Closed solomesolo closed 4 years ago
Many images in the dataset have a smaller scan than the image itself. It is necessary that the neural network focuses on the bone itself and does not take into account the empty zones around. For this, a script was written to determine the zone of interest and enlarge the image of the bone itself.
To increase accuracy, it is necessary to more accurately align the position of the bone in the picture, relative to the image. To do this, we need to pre-process the images by changing not only its scale, but also rotation, and possibly perspective. To do this, we can create a network that will determine the key points in the image for subsequent alignment with the template of these key points. We can also create a neural network that will predict the necessary parameters of the affinity conversion to obtain a picture that is most convenient for the next neural network that determines the anomaly. We can use an already trained network to analyze the impact of changing perspectives (augment images) on the accuracy of abnormality detection. And in this way, get a dataset for training the image alignment network. But it’s best to train the end-to-end network using, for example, the STN transformer, as a learning unit that does affine transformations within the network.
Created DataLoader which preprocess and loads all the dataset into RAM. This has accelerated the training of the network almost twice and the training of one era now takes about 10 minutes. Further, the dataset will be expanded and new methods of image augmentation will be added, so this time will grow, but not much.

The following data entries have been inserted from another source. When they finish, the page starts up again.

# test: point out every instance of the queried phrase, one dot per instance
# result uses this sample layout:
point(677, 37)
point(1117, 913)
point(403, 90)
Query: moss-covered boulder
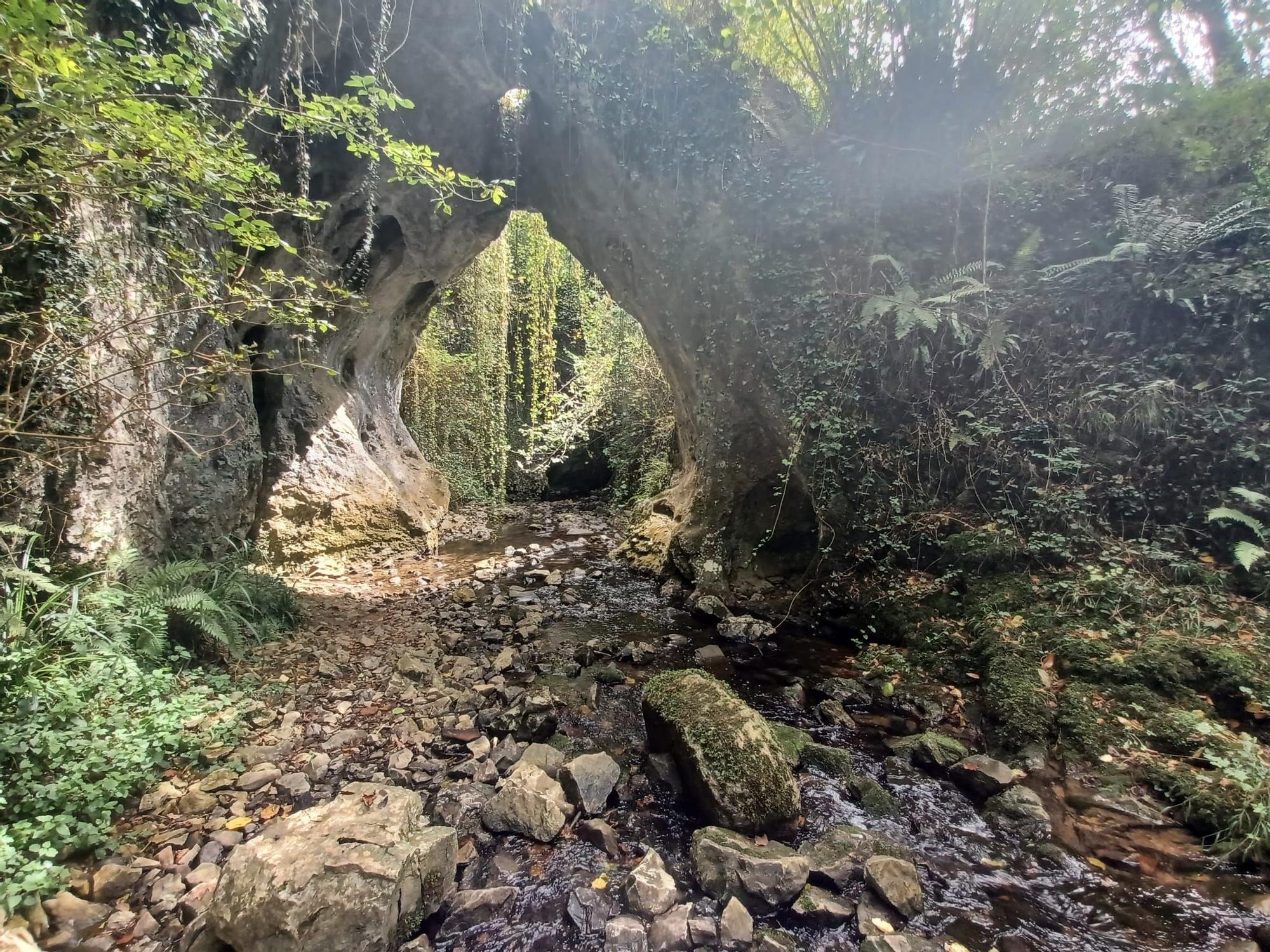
point(834, 762)
point(933, 752)
point(731, 761)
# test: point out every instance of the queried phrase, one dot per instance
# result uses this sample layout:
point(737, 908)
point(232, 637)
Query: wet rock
point(600, 835)
point(982, 777)
point(736, 926)
point(460, 805)
point(764, 878)
point(114, 880)
point(544, 757)
point(872, 797)
point(356, 874)
point(874, 917)
point(74, 915)
point(711, 609)
point(530, 804)
point(745, 629)
point(17, 941)
point(1019, 813)
point(590, 909)
point(670, 931)
point(625, 934)
point(897, 883)
point(589, 780)
point(775, 941)
point(727, 755)
point(933, 752)
point(650, 889)
point(476, 907)
point(792, 741)
point(709, 654)
point(703, 932)
point(839, 856)
point(834, 762)
point(662, 770)
point(821, 909)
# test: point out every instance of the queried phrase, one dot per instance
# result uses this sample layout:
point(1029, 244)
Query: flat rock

Tried to create multiprocessing or multithreading data loading to decrease data loading time. Now with added preprocessing (scaling to the size of bone) it's 11 minutes but failed for now. We can preprocess the whole dataset and save it, and load preprocessed dataset after. But this is not rational now, as the preprocessing process sometimes changes. This will need to be done when the method of preprocessing the dataset is fixed, as well as when it will be necessary to conduct experiments with training neural networks with different architectures, parameters and training methods
Dataset images property analysis, writing script for data loading and data preprocessing.